Preferably, in step 103, a defect prediction is performed on the prediction data by using an SVM model according to the optimized parameters, and a prediction result is obtained. Preferably, before the step 103, performing defect prediction on the prediction data by using an SVM model according to the optimized parameter, and obtaining a prediction result, the method further includes: and performing defect prediction on the test data set by utilizing an SVM model according to the optimized parameters, and verifying the accuracy of the optimized parameters. In the embodiment of the invention, in order to verify the performance of the defect prediction method provided by the invention, the advantages of the proposed model are illustrated from the performances of four indexes of accuracy, precision, recall ratio and F value on four data sets. The model proposed herein was implemented based on MATLAB and compared to LE-SVM and LE-KNN. We used 4 experimental data sets conforming to the CK metric to verify the effectiveness of the defect prediction method, one is Class-level data for KC1 provided by the national aerospace administration (NASA), and comprises 145 samples, 89 characteristic attributes and 60 defect-free samples in total, and 85 defect samples; the second is an eclipse2.0 dataset based on real data of open source eclipse, with 6728 different samples comprising 975 defective samples, 5753 non-defective samples, the third is an eclipse3.0 dataset comprising 9470 samples, 1522 defective samples; the end is the ant-1.7 dataset, which has 745 samples, and 166 samples without defects. For the eclipse and ant datasets, since defect and defect is represented by the number of bugs, we first need to update them to logical variables 1 and 0 representing defect and defect. Meanwhile, as the manifold learning algorithm has the problem of data point loss in the process of high-dimensional dimensionality reduction, 700 samples are randomly selected from the last three data sets and are randomly divided into two groups with equal number, and the two groups are respectively used as a training set and a testing set.
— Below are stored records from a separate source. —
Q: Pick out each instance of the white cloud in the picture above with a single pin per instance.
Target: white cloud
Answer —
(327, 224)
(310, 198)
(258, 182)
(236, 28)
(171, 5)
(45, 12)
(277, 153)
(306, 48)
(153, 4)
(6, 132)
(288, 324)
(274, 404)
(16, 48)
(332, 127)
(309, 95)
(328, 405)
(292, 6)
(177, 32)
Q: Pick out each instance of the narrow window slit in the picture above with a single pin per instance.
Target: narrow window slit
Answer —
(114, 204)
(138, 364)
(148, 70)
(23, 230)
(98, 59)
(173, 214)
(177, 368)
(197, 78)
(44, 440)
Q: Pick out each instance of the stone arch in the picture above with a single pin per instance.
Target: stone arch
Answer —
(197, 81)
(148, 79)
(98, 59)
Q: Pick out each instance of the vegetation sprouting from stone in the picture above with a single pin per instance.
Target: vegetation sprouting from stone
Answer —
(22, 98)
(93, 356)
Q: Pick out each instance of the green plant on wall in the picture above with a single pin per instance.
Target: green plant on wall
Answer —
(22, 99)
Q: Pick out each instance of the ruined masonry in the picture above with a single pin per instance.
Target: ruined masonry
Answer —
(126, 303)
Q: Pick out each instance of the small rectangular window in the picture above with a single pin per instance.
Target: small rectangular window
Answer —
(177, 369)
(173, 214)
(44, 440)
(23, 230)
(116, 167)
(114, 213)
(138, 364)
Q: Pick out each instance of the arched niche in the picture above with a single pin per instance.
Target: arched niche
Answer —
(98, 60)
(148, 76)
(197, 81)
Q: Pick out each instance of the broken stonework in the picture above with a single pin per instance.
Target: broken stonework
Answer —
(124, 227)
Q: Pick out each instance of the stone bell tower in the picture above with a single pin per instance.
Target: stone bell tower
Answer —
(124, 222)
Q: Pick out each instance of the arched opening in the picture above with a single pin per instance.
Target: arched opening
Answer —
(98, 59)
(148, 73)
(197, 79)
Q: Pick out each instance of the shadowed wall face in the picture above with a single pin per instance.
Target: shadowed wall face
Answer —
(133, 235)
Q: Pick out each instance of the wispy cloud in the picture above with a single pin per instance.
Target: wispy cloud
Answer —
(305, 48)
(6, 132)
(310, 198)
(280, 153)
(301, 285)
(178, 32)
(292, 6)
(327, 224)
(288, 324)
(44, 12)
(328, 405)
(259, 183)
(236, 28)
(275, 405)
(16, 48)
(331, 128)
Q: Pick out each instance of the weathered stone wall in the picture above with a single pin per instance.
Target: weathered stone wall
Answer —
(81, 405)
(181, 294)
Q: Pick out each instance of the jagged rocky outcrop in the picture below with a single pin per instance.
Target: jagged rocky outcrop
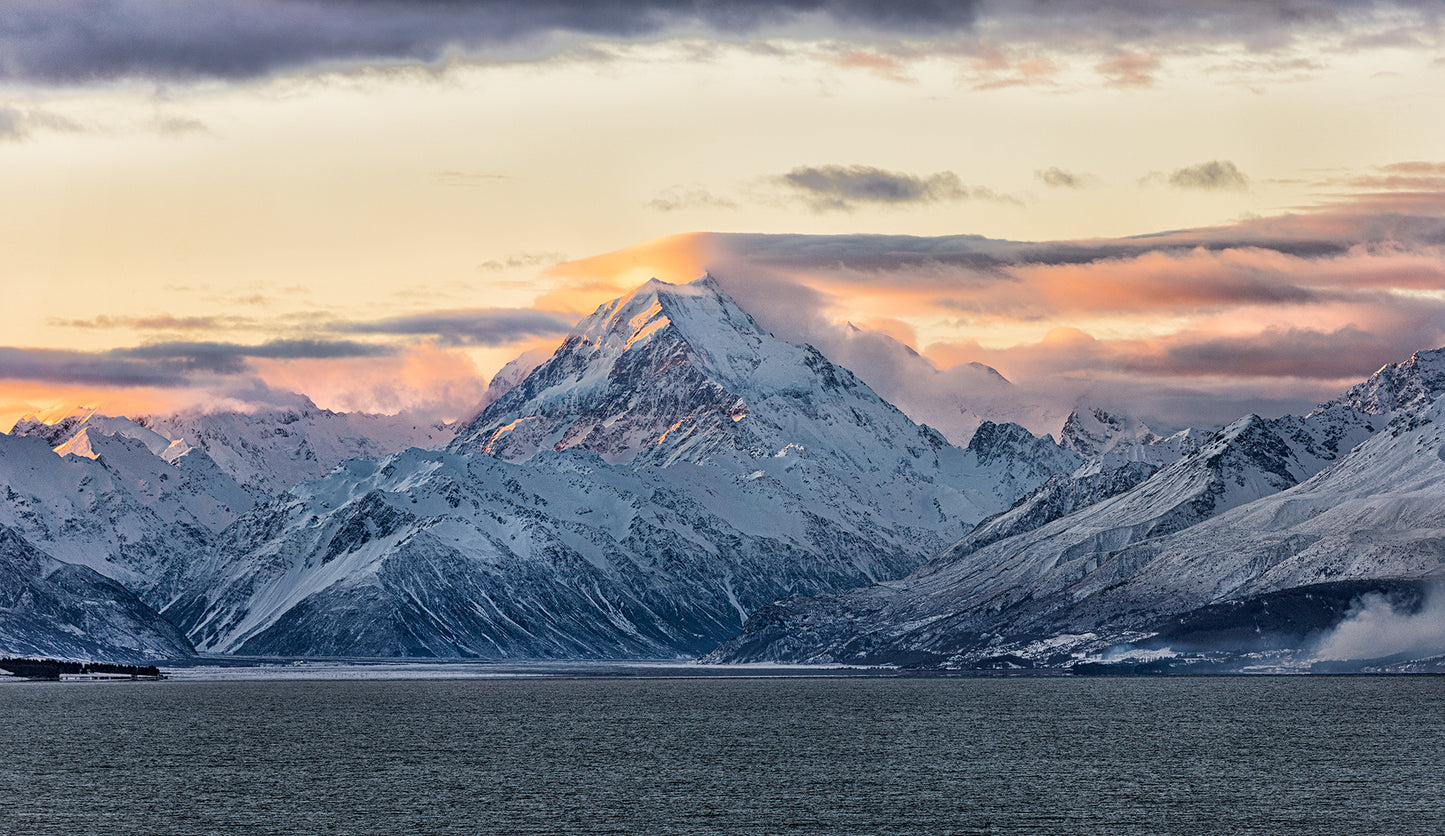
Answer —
(1348, 493)
(57, 610)
(110, 503)
(668, 469)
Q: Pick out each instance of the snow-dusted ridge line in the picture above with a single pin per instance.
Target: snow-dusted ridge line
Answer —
(669, 468)
(1346, 494)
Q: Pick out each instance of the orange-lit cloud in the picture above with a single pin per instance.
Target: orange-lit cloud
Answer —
(585, 283)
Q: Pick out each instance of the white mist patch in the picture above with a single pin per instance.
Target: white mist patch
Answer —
(1376, 628)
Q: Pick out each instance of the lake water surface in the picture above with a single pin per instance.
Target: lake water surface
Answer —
(1269, 755)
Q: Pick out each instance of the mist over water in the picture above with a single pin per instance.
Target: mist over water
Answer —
(1379, 627)
(1275, 755)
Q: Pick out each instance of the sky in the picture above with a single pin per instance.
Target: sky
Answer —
(1179, 211)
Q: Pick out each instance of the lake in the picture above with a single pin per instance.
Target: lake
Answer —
(854, 755)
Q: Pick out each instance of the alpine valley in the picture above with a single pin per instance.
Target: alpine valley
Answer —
(674, 481)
Table 1 is a cross matrix of actual defect status and predicted results. As shown in table 1, the total number of test samples is N1+ N2+ N3+ N4, the number of correctly predicted samples is N1+ N4, and the total number of incorrectly predicted samples is N2+ N3.

TABLE 1 intersection matrix of actual defect cases and predicted results

Accuracy (Accuracy) represents the ratio of the number of samples with correct prediction results (defective modules are successfully detected as defective, and non-defective modules are not misjudged) to the total number of samples to be predicted, and is calculated as follows:

the Precision (Precision) represents the ratio of the number of actually defective and predicted defective samples to the number of all predicted defective samples, and can be expressed as:

recall (Recall) represents the ratio of the number of samples that are actually defective and predicted to be defective to all of the actual defective samples, and is calculated as follows:

the F value is a harmonic average value of the precision and the recall ratio, and the calculation formula is as follows:

FIG. 4 is a graph comparing accuracy across data sets according to embodiments of the present invention. As shown in fig. 4, the prediction method of the present invention is superior to the comparison algorithm in four data sets, and mainly includes that the method can remove some attributes that are unfavorable for classification, such as attributes with too small numerical difference, through the Relief algorithm, so that the prediction result is more accurate, and meanwhile, the penalty factor and gaussian kernel bandwidth that optimize the performance of the SVM training model are obtained through the PSO, so as to further improve the accuracy of the prediction result. The parameters of the comparison algorithm can be obtained only through experience, and an optimization process is lacked, so that the result has a certain distance from the optimal solution, the prediction result has a certain difference relative to the extracted model, and the accuracy of the extracted model on four data sets is higher than that of the comparison model by 8.2-12.2%.

FIG. 5 is a graph comparing accuracy across data sets according to embodiments of the present invention. FIG. 6 is a graph comparing recall on various data sets, according to an embodiment of the invention. FIG. 7 is a graph comparing F-values on various data sets according to an embodiment of the present invention. As shown in fig. 5, fig. 6, and fig. 7, which respectively show the comparison graphs of the accuracy, the recall ratio, and the F value of the method and the comparison algorithm on four data sets, it can be seen that the three indexes of the LE-SVM and the LE-KNN algorithm are similar on the latter three data sets, and the difference on CL-KC1 is mainly caused by the recall ratio, which is mainly caused by the fact that after the manifold learning performs the feature dimension reduction processing, instead of retaining part of the original feature attributes, the main information in the original data set is stored in the newly generated low-dimensional data set, and for such data, the influence of the adopted prediction method on the prediction result is reduced. Similarly, the difference between the accuracy rates of the two algorithms in fig. 4 is relatively small, and this problem can also be explained. The prediction method provided by the invention utilizes a high-efficiency Relief algorithm which is extremely suitable for binary problems during dimension reduction, and the algorithm has corresponding optimal parameters when facing different test sets because of optimization processing of penalty factors and Gaussian kernel bandwidth solution space and the problem of fixed convergence speed and local optimization is avoided to the maximum extent through the improved dynamic inertia weight PSO algorithm, so that the optimal defect prediction result is obtained, and the prediction method can obtain 9.9% higher precision, 5.6% higher recall rate and 7.7% lead in F value compared with the LE-SVM algorithm by calculating the average value of indexes on four data sets through three methods.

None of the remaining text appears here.